From afar, their climb must have appeared processional: a living current flowing upward at a pace undeterred by accident or conflict, as if ascension was obedient to a law greater than gravity. Bombarded by starlight, the climbers reflected the radiance. Beneath the dome of the universe, they looked barely corporeal. The birthing-dying galaxies shined through them so that their inner lives—their most intimate memories and dreams—were as visible as the organs of a gecko in the glow of a porch light. Across the stillness of black matter, the synchronized stamp of their footfalls, regular as the pulsing of quasars, beat out an elementary measure of time. From a celestial distance the ascent was beautiful.
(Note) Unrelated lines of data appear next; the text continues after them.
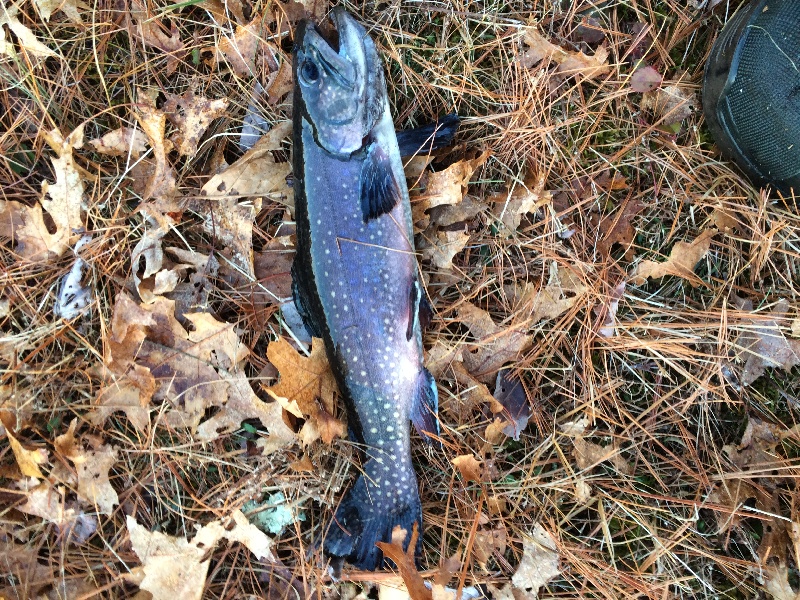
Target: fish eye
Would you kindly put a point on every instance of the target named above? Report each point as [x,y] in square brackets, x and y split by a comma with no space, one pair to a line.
[309,72]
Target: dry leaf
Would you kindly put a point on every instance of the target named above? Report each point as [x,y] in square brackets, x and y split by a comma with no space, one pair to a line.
[569,63]
[512,403]
[618,229]
[468,466]
[670,104]
[243,404]
[489,543]
[475,396]
[776,582]
[588,455]
[125,141]
[564,289]
[150,350]
[24,575]
[494,345]
[724,220]
[444,247]
[681,262]
[273,271]
[160,183]
[280,83]
[92,467]
[255,174]
[176,568]
[47,502]
[62,200]
[152,32]
[447,187]
[448,215]
[125,397]
[240,51]
[525,198]
[609,310]
[191,115]
[26,39]
[731,495]
[539,563]
[150,280]
[645,79]
[28,460]
[763,346]
[68,7]
[309,382]
[404,561]
[757,447]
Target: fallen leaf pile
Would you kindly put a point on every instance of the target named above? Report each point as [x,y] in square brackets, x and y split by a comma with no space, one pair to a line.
[308,382]
[62,201]
[570,63]
[173,567]
[152,358]
[681,262]
[762,344]
[444,233]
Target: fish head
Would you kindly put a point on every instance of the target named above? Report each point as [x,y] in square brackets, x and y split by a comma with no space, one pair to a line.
[340,84]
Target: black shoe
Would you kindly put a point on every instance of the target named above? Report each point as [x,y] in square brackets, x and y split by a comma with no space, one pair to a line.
[751,92]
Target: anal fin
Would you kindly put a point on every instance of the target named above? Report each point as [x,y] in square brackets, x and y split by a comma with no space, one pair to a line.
[425,408]
[301,304]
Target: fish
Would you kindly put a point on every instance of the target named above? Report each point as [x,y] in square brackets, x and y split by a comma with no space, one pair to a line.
[355,274]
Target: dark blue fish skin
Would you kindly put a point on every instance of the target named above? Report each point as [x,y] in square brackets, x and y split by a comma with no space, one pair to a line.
[356,281]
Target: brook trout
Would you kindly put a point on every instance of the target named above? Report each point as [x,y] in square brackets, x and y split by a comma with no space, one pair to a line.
[355,275]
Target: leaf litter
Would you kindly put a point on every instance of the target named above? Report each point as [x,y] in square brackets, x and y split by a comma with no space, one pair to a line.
[583,237]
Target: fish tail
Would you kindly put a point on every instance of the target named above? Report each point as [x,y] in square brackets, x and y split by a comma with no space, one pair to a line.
[366,516]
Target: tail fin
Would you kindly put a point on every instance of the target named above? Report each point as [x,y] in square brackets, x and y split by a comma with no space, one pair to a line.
[368,514]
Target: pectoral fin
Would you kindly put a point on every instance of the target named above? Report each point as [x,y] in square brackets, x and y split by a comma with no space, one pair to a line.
[427,138]
[380,191]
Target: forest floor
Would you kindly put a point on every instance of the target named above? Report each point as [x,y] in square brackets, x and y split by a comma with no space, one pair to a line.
[164,432]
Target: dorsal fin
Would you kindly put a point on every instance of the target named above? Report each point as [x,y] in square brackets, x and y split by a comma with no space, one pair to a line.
[425,407]
[380,190]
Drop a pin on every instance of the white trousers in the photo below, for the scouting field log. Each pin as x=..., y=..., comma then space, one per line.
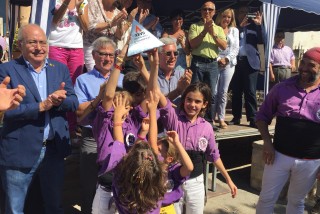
x=193, y=197
x=101, y=201
x=88, y=58
x=302, y=175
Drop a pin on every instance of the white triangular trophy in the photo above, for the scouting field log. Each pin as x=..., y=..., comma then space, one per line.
x=141, y=40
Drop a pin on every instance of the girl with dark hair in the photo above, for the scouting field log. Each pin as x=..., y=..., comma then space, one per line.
x=198, y=139
x=139, y=178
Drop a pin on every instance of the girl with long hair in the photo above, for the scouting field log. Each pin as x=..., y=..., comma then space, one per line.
x=197, y=137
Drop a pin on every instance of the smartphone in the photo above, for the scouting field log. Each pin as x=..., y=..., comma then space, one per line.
x=251, y=15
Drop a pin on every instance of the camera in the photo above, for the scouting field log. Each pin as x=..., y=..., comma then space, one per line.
x=251, y=15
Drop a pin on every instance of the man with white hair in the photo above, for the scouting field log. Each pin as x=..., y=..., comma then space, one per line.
x=172, y=82
x=295, y=150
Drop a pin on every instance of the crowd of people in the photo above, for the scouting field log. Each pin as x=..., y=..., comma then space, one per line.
x=145, y=124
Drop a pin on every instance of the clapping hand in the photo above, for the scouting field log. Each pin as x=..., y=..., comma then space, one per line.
x=58, y=96
x=185, y=80
x=121, y=109
x=10, y=98
x=173, y=137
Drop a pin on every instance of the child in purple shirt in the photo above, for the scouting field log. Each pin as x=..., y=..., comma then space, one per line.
x=197, y=138
x=139, y=177
x=171, y=151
Like all beauty shaped from chaos, its preservation depended on order. Perhaps that was the law more powerful than gravity. To disturb the order would threaten a return to the emptiness from which the staircase and those who climbed it were, not so much composed, as organized. From a distant perspective it was obvious— whether the ascendants recognized it or not—that when each of them reached the last step and was required to stand aside, the change was merely one of degree rather than of kind.

There were other immutable laws. Possessiveness was forbidden. Whatever an ascendant professed to believe, he or she—not that gender mattered—ultimately possessed nothing. No matter how passionately the ascendants felt themselves possessed, how much they loved or hated, what allegiances they’d formed over the course of their climb, they possessed nothing. In that they were equal. Balanced at the edge, it was not permissible for the ascendant to hug to the stair, refusing to release the weight he’d carried, to which he’d grown attached so that what had once been a burden now seemed a part of him. It was not permitted to raise the stair that had been dutifully transported to that incalculable height—a summit erected by all those who step by step had preceded—and, in a final tantrum of rebellion, hurl it over the edge, before leaping after.

Worse still was the penultimate offense of trying to go back down.